古代におけるカリスマは「神の僕」として位置づけられていました。私はそのカリスマの代表者としてイザヤとイエス・キリストを例に挙げて話しました。

だが、神の僕は一人に限ります。何人も神の僕がいたのでは、神の権威が損なわれます。ところが人々のため自死した筈のイエス・キリストが、人間の姿で再度この世に現れ、復活しています。

ヨーロッパでは、人間の姿で現れて復活したキリストへの認知で揉めに揉めましたが、キリスト教はその解決策として、三位一体説を打ち立てて、イエス・キリストを神と認知しています。

キリスト教が用いた三位一体説での論拠は、先ず形而上学で神は見えないが「聖霊」を発する存在とし、見えない神を「神は言」と演繹法で表現し、人間の姿で現れたイエス・キリストが各地で奇跡を起こし、聖霊を福音書等で人々に伝えていた事を踏まえ「言は神」と表現し、イエス・キリストを神の子息と位置づけ、キリストを神と認知しています。

キリスト教は難しい三位一体説を仮説化して、演繹法で説明して教義の核として人々に布教していますが、仮説化して説明する三位一体説は、ヨーロッパ人にも当初は分かり難い説明に映ったようです。

ヨーロッパではそれを反映してイエス・キリストの認知で揉めに揉め、戦争に迄発展しています。
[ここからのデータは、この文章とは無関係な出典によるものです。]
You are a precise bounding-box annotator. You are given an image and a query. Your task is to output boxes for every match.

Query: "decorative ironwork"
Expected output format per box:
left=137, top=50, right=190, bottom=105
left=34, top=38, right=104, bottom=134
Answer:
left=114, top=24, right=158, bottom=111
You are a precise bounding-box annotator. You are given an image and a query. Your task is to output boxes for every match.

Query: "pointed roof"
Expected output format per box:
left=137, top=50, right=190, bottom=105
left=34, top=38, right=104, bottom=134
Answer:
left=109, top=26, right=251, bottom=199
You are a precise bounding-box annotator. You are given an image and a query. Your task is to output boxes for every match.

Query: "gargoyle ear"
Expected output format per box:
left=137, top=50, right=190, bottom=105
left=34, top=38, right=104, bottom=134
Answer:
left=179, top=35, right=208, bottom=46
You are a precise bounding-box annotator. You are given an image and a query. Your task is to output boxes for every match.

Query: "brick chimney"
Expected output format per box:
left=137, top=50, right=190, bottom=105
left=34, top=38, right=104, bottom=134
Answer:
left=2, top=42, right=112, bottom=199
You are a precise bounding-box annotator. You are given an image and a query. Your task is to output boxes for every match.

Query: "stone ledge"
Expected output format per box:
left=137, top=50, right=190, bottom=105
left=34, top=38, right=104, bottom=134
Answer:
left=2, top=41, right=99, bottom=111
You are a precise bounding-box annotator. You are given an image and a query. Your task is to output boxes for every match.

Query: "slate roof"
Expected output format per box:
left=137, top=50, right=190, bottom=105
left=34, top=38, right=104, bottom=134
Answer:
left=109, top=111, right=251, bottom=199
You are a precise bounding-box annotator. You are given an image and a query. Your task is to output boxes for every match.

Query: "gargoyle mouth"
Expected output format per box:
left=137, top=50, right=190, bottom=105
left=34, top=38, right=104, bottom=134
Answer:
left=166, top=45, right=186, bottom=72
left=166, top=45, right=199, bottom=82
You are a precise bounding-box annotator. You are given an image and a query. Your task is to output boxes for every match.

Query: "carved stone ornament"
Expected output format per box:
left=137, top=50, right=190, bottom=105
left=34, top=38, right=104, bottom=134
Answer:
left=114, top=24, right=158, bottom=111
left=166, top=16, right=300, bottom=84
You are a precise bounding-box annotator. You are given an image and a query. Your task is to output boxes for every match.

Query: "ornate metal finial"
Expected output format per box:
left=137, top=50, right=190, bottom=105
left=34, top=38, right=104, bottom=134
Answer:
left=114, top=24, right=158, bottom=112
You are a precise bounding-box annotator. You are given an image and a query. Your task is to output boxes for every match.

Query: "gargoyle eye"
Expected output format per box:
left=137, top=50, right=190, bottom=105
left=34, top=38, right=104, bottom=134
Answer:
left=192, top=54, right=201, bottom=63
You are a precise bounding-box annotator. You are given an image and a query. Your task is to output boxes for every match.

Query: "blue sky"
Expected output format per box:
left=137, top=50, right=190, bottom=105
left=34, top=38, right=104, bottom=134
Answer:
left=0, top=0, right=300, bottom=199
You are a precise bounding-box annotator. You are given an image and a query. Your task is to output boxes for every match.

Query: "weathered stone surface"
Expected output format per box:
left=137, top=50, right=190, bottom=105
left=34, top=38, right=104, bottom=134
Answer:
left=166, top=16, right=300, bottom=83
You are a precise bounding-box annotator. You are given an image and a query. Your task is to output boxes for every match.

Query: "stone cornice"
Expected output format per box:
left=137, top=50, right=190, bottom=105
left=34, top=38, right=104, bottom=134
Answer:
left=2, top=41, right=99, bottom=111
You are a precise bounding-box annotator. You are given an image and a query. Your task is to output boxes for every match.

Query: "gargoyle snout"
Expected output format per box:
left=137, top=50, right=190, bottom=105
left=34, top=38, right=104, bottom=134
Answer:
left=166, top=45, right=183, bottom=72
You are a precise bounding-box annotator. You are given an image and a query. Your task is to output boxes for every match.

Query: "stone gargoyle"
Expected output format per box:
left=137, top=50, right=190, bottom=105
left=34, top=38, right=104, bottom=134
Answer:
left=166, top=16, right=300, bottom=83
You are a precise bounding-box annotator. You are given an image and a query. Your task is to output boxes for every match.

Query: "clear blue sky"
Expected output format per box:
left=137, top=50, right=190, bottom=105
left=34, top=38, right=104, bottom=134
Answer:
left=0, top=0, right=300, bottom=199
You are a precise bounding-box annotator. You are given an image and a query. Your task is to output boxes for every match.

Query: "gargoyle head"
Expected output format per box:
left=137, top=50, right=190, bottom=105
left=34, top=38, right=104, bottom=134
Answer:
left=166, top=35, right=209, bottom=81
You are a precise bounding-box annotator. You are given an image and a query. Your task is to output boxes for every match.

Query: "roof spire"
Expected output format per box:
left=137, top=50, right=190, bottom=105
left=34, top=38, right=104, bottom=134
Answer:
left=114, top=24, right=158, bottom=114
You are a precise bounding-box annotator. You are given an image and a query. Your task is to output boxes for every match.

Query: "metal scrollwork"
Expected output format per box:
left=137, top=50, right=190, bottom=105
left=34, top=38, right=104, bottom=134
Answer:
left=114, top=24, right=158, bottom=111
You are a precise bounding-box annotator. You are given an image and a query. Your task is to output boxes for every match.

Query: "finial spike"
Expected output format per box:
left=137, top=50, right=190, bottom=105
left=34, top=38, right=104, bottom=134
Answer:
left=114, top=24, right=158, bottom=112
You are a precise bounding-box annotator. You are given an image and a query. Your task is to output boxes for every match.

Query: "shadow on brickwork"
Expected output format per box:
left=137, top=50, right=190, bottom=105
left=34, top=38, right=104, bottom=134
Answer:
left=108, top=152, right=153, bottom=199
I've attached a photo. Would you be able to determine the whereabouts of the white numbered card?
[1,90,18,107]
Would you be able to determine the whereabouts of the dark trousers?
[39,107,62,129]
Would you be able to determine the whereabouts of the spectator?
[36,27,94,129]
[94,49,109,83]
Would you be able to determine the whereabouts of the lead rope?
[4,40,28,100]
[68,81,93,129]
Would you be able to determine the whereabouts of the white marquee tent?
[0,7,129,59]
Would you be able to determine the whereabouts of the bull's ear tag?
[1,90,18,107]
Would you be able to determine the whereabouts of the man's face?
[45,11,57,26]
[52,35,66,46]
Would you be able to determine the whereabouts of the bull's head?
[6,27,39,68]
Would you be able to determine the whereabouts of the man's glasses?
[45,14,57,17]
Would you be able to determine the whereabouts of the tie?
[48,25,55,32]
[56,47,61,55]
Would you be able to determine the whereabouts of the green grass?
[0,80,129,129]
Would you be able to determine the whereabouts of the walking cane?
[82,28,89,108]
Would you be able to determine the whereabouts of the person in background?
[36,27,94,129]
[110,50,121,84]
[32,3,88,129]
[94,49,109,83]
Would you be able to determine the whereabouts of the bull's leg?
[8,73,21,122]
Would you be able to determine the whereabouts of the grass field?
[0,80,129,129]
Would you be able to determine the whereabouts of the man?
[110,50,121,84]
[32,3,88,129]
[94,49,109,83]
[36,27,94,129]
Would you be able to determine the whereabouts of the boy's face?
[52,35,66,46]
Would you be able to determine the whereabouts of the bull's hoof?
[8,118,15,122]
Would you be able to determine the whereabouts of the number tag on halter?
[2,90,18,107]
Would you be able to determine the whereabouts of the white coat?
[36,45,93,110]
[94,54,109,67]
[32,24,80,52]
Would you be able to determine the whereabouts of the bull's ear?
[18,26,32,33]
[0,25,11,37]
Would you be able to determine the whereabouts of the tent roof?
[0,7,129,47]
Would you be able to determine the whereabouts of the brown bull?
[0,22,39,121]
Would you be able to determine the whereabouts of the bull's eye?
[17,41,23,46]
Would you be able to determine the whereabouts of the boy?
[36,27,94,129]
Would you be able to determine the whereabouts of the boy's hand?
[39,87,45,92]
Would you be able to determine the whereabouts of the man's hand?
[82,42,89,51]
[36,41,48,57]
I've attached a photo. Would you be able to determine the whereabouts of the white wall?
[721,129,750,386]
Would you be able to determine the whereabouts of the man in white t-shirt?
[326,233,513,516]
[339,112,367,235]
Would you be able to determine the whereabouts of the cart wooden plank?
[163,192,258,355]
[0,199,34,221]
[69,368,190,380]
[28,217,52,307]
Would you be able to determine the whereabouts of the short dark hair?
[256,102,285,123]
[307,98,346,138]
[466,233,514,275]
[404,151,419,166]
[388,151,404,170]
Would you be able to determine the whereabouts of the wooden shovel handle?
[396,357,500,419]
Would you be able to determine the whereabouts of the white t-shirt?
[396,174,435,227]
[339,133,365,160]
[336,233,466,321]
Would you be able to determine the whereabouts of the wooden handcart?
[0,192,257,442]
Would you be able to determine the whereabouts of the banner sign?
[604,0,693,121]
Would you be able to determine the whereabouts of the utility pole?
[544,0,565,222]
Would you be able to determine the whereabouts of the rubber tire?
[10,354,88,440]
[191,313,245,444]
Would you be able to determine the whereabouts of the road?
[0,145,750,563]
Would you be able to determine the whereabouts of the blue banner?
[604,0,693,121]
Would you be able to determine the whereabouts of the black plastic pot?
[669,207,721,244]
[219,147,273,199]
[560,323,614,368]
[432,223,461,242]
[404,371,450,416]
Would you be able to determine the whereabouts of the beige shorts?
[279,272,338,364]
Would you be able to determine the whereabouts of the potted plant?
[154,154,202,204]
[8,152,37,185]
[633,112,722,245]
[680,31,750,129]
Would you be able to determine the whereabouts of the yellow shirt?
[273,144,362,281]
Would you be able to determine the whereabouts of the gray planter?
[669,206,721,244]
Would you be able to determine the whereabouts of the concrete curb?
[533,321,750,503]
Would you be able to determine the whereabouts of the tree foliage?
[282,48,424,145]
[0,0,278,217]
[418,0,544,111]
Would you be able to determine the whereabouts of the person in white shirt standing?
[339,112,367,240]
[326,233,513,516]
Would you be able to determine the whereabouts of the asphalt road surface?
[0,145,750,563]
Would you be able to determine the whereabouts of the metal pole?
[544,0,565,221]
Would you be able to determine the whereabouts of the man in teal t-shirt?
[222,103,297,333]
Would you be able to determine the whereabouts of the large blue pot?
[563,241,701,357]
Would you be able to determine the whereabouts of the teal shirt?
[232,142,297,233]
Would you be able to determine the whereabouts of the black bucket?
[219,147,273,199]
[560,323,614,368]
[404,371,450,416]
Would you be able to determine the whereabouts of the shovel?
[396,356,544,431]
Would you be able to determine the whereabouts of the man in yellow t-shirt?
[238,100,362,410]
だが、ヨーロッパ人も最後は演繹思考でイエス・キリストを神の子息として認知し、三位一体説は受け入れられるようになりました。

三位一体説を演繹思考で受け入れたヨーロッパは、キリスト教が定着する社会になりましたが、中世になるとやはり暗黙知の神を人々に仲介するカリスマへの解釈で混乱しています。

一般に人が他人を評する場合、相手の考え方や地位、経歴等を総合的に捉えて説明する処があります。だが、相手の存在が大きい場合、二面論での説明では間尺が合わず、分かり難い説明になります。暗黙知の神を仲介するカリスマも二極論の人物評では、逆に分かり難い存在になります。

この解決策として中世のヨーロッパは、カリスマの解釈を「マナ」と「タブ」の二つを絡めてカリスマを説明していました。マナとは超能力者を言い、タブは一般の人々がマナに抱く心情です。人々はマナの持つ才に恐れを抱くものですが、一方で、マナの才に帰依し、頼る気が起こるものです。

中世のヨーロッパ社会は、カリスマの才をマナとタブの視点で捉え、カリスマを「呪術師的な特異な才の持ち主」と位置づけていました。